The accelerating meltdown of the $1.2 trillion U.S. subprime mortgage market has
triggered the loss of over a half-trillion dollars on world stock markets in the
first two weeks of March; obliterated New Century Financial, the second-largest
subprime mortgage lender; paralyzed the market for mortgage derivatives, threatening
the $600 trillion world derivatives market; caused tens of billions of dollars
of losses on hedge and mutual funds; and spread contagion to Alt-A and primegrade
mortgages, which will disintegrate the $10.2 trillion U.S. mortgage market,
itself one-quarter of all U.S. credit outstanding.

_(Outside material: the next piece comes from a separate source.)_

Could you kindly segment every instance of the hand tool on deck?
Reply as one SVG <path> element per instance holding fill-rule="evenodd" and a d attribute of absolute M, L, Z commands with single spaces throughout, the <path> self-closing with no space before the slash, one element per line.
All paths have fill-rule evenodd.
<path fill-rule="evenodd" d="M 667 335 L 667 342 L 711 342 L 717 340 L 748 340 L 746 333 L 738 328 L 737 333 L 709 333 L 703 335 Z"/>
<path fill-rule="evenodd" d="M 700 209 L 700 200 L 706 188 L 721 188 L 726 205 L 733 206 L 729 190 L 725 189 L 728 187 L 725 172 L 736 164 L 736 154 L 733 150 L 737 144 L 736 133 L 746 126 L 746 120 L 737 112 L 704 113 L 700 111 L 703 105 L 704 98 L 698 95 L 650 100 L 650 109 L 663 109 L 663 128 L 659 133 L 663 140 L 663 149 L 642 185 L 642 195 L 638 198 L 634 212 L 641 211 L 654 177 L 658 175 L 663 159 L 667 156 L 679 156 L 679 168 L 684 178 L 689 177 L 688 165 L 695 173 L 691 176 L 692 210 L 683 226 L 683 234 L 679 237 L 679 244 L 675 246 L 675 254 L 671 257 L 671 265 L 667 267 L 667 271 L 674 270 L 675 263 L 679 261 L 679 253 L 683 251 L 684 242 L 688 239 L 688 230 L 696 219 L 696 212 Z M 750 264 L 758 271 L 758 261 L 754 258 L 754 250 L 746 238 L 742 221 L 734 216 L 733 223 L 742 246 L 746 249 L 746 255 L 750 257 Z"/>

The way in which this meltdown—combined with the unwinding of the yen
carry trade—is now occurring, makes it manifestly clear that this disintegration
was not “pre-discounted” by any market forces nor any government action. Lyndon
LaRouche was the only economist who foresaw it. And therefore, no market or
market “players” or regulators will be able to stop this financial disintegration from
accelerating into systemic breakdown.

As recently as three months ago, a mortgage collapse was not a “systemic
collapse risk” in anyone’s assessment except LaRouche’s—nor did any authority
foresee or even admit as possible, the unwinding of the yen carry trade now underway.
The “experts” thought that “plentiful international liquidity” would soak
up losses in mortgage-backed securities as foreclosures mounted—but instead,
securitization of mortgages has collapsed more than 60%. They were sure the banks
could force the mortgage lenders to take the defaulting loans back; but instead, 38
of these lenders have folded up, and more of the biggest are at the brink of folding
now (see box, p. 8). They thought the hedge funds and equity funds would come
in and buy up this “distressed debt”; but instead, liquidity in these markets has disappeared.